Sinnai, modifica al regolamento della Tarip: il parere della sindaca Pusceddu e dell'assessora Concas
Dopo l'opposizione, parla la maggioranzaPer restare aggiornato entra nel nostro canale Whatsapp
Venerdì in Consiglio comunale a Sinnai si parlerà ancora della Tari su sollecitazione della minoranza che ha presentato un emendamento per la modifica del regolamento. Ieri abbiamo raccolto il parere della stessa opposizione. Oggi, quella della maggioranza, in particolare della sindaca Barbara Pusceddu e dell'assessora competente Katiuscia Concas.
«Prendiamo atto dell'iniziativa della minoranza e accogliamo con favore ogni contributo che punti al miglioramento degli atti amministrativi, specialmente quando sostenuto dai pareri tecnici e finanziari dei nostri uffici. Tuttavia - scrivono Pusceddu e Concas - occorre fare chiarezza ed evitare ricostruzioni parziali che rischiano solo di generare confusione tra i cittadini. Sulla tutela dei cittadini e la qualità del servizio. L'amministrazione lavora da sempre con un unico obiettivo quello di tutelare i cittadini di Sinnai, garantendo equità fiscale e la copertura finanziaria di un servizio essenziale come quello della gestione dei rifiuti. Quando si parla di TARIP, occorre ricordare che le tariffe sono determinate dai costi del servizio di igiene urbana riportati nel Piano Economico-Finanziario (PEF), redatto sulla base delle disposizioni normative di ARERA che rappresenta lo strumento di programmazione e controllo con cui i comuni definiscono i costi e le risorse necessarie per gestire la racconta, il trasporto, lo smaltimento dei rifiuti, dello spazzamento delle strade. Inoltre, i costi generali sono influenzati dai rincari delle materie prime ed energia che hanno colpito l'intero Paese e non da scelte arbitrarie di questo Comune».
La sindaca Pusceddu e l'assessora Concas dicono di «affermare con forza che non esistono "bollette pazze", ma procedure amministrative e tecniche che richiedono continuo allineamento, specialmente in occasione di subentri, volture o cambi di stato anagrafico. L’ufficio TARIP, con l’ausilio del gestore del servizio, da settimane lavorano per risolvere le criticità riscontrate, hanno stabilito procedure per correggere in modo rapido le anomalie, un’attenzione che gli uffici hanno sempre perseguito. Trasparenza sui conferimenti: condividiamo appieno l'esigenza di massima trasparenza, infatti, sono al vaglio dell’amministrazione diversi strumenti informatici, per garantire ai cittadini in tempo reale informazioni sui conferimenti, nell'ottica di un servizio puntuale ed equo. In merito al Consiglio di venerdì 11, non accettiamo la narrazione secondo cui le proposte della minoranza siano "una pezza a un regolamento da cancellare”. Il regolamento approvato a luglio pienamente legittimo corredato dai pareri tecnici e contabili, peraltro già trasmesso al MEF, garantisce la tenuta dei bilanci comunali e la continuità del servizio di igiene urbana ma soprattutto l’applicazione di un criterio equo per la determinazione delle tariffe».

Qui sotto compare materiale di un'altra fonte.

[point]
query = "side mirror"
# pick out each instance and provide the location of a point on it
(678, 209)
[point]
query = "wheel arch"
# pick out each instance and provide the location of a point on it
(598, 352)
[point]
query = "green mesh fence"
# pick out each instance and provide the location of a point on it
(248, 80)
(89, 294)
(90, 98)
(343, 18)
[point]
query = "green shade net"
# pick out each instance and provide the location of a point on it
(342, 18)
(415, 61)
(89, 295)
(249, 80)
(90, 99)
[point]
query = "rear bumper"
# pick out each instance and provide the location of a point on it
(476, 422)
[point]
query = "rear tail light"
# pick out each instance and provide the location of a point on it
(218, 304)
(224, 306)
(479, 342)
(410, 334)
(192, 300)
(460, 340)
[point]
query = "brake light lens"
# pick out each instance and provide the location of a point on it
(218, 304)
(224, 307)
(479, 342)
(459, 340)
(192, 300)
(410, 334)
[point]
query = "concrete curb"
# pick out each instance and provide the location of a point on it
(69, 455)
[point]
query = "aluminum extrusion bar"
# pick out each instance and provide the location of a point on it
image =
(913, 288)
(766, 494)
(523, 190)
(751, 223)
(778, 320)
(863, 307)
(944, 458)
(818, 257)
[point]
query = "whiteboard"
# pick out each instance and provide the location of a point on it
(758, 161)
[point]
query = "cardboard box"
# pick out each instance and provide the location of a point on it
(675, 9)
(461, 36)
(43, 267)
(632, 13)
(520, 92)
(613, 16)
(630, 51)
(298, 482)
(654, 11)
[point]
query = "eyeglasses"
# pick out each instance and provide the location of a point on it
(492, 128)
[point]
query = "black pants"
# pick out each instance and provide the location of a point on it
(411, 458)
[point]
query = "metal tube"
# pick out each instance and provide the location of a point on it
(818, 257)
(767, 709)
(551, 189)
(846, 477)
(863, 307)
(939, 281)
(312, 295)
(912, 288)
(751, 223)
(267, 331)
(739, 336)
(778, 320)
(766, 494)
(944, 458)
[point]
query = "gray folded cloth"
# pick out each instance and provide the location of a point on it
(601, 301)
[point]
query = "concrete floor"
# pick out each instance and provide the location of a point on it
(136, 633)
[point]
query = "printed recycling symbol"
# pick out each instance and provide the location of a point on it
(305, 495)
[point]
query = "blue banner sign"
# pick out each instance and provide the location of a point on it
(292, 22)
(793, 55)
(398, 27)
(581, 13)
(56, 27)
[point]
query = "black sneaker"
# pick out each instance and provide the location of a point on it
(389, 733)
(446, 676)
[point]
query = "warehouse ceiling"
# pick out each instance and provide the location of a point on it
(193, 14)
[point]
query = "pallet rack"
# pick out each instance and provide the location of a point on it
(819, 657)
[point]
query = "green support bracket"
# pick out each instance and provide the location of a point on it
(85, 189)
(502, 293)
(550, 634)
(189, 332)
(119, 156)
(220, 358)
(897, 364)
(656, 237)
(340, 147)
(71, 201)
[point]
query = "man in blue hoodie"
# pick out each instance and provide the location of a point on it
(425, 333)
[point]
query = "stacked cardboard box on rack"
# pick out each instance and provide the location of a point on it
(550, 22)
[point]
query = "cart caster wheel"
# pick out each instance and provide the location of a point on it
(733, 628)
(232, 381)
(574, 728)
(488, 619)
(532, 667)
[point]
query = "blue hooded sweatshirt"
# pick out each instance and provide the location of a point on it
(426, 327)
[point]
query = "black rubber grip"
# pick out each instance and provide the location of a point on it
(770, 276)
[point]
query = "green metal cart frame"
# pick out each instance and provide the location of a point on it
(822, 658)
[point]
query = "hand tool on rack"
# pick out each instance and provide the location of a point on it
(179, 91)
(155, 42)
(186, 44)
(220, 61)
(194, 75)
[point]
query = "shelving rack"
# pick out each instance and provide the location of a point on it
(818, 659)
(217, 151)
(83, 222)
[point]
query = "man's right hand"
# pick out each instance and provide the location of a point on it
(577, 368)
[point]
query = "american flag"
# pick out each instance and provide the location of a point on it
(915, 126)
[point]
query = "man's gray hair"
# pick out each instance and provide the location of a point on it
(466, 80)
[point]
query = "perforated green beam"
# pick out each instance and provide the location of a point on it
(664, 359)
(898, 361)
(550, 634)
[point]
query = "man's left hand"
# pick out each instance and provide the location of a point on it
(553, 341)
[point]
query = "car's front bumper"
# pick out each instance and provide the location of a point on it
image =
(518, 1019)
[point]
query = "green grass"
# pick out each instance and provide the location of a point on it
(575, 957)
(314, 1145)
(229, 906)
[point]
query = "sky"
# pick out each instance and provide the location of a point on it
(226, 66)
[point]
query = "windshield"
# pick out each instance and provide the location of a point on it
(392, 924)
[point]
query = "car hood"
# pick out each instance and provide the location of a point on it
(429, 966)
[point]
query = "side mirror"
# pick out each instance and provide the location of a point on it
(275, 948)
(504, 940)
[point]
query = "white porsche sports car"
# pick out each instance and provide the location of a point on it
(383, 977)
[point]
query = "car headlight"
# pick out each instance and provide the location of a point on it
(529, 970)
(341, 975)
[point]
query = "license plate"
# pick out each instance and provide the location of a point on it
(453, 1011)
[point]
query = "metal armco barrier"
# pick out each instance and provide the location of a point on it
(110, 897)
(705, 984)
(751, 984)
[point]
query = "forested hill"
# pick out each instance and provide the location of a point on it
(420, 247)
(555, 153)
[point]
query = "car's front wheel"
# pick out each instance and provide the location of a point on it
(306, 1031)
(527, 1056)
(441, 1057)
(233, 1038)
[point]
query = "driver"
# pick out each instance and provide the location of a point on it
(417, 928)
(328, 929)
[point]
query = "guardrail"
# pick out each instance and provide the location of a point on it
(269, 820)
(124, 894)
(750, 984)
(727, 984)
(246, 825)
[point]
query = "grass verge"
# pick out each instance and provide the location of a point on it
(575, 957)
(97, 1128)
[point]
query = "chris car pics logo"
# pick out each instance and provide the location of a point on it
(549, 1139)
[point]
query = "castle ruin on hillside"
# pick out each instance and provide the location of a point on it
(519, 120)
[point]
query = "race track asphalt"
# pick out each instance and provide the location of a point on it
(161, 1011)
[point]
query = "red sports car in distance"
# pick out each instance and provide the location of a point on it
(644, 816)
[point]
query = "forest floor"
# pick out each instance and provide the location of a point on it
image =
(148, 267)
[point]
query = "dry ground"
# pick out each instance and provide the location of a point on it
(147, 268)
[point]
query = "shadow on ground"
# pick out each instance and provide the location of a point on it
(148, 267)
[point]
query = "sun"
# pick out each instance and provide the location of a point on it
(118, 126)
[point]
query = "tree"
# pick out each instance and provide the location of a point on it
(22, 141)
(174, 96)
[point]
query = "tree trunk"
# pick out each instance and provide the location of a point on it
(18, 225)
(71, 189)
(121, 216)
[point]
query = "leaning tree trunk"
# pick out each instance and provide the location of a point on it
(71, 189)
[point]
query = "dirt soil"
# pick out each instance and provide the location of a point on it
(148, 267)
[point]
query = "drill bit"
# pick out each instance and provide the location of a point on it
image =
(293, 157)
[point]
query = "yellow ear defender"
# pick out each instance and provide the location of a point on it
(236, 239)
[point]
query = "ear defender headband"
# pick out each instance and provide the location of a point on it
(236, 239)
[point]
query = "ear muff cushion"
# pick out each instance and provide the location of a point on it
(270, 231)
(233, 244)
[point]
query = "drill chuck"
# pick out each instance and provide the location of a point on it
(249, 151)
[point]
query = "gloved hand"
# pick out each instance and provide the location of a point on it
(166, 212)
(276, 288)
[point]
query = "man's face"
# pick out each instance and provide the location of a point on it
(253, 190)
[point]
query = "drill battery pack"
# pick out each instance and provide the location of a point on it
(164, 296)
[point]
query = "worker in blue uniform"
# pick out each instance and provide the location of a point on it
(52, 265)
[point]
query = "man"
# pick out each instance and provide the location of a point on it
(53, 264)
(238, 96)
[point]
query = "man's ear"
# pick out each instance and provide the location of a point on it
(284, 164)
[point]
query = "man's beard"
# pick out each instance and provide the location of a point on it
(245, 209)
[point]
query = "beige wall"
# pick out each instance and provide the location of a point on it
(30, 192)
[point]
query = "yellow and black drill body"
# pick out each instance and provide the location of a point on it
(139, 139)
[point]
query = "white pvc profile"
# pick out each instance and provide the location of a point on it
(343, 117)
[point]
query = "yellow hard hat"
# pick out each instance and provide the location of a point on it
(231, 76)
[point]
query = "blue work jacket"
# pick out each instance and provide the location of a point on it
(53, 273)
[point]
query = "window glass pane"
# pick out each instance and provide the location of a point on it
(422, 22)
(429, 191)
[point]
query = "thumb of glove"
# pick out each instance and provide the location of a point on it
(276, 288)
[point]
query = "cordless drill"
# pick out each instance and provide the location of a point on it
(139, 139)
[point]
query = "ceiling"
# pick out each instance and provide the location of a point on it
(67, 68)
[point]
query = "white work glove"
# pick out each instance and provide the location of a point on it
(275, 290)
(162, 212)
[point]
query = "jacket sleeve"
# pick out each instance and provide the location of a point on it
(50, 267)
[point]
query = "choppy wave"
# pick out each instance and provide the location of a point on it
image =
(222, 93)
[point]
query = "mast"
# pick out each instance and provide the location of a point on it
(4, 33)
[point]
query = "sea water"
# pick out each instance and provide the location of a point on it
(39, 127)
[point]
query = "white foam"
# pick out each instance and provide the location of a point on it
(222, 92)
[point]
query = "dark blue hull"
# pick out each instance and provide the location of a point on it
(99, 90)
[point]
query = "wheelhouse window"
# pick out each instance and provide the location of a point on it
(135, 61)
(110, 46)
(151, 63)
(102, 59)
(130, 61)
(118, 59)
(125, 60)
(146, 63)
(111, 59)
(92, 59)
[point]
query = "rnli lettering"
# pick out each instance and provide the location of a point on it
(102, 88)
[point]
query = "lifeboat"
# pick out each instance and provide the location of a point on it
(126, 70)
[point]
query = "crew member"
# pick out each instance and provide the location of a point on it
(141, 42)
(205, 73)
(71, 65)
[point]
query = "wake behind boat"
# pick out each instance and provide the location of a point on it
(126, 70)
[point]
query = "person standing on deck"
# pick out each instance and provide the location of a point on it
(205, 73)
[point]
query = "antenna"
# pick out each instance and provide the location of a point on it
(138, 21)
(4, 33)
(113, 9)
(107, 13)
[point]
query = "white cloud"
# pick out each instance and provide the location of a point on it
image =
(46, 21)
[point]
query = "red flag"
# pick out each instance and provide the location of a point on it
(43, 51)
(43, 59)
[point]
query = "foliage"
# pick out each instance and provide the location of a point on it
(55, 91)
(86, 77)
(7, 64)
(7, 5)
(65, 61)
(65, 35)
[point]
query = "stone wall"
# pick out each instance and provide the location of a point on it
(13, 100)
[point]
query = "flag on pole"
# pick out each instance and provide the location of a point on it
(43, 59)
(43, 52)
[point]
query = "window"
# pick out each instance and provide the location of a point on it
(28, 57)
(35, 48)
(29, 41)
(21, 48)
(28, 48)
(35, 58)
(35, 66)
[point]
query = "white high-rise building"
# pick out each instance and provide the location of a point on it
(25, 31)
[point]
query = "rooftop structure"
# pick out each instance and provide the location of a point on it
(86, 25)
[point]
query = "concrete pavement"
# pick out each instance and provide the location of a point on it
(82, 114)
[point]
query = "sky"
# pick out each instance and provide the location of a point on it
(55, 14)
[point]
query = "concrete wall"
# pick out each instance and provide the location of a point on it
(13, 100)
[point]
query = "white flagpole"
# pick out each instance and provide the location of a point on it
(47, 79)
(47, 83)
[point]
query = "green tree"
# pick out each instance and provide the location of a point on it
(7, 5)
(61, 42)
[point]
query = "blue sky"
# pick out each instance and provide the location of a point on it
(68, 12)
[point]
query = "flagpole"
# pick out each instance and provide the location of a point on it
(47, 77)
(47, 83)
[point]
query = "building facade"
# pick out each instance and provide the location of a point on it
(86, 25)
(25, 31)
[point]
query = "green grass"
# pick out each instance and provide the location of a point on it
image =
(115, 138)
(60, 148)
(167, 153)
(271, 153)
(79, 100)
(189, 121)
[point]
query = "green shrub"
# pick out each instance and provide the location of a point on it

La sindaca Pusceddu e l'assessora Concas chiudono così: «Lo abbiamo detto sin dalla introduzione della TARIP che sarebbe stato un percorso lungo e a tratti complicato, anche in virtù della evoluzione normativa nazionale, riflessione peraltro basata sull’esperienza degli Enti che avevano già introdotto la tariffazione puntuale, che con il tempo porterà notevoli e importanti benefici sia dal punto di vista ambientale che quello dell’equità fiscale. Venerdì in Aula voteremo valutando con senso di responsabilità ogni singolo punto, come abbiamo sempre fatto. La politica dell'allarmismo non serve a Sinnai: servono atti concreti, rigore finanziario e rispetto per il lavoro degli uffici comunali e per i cittadini».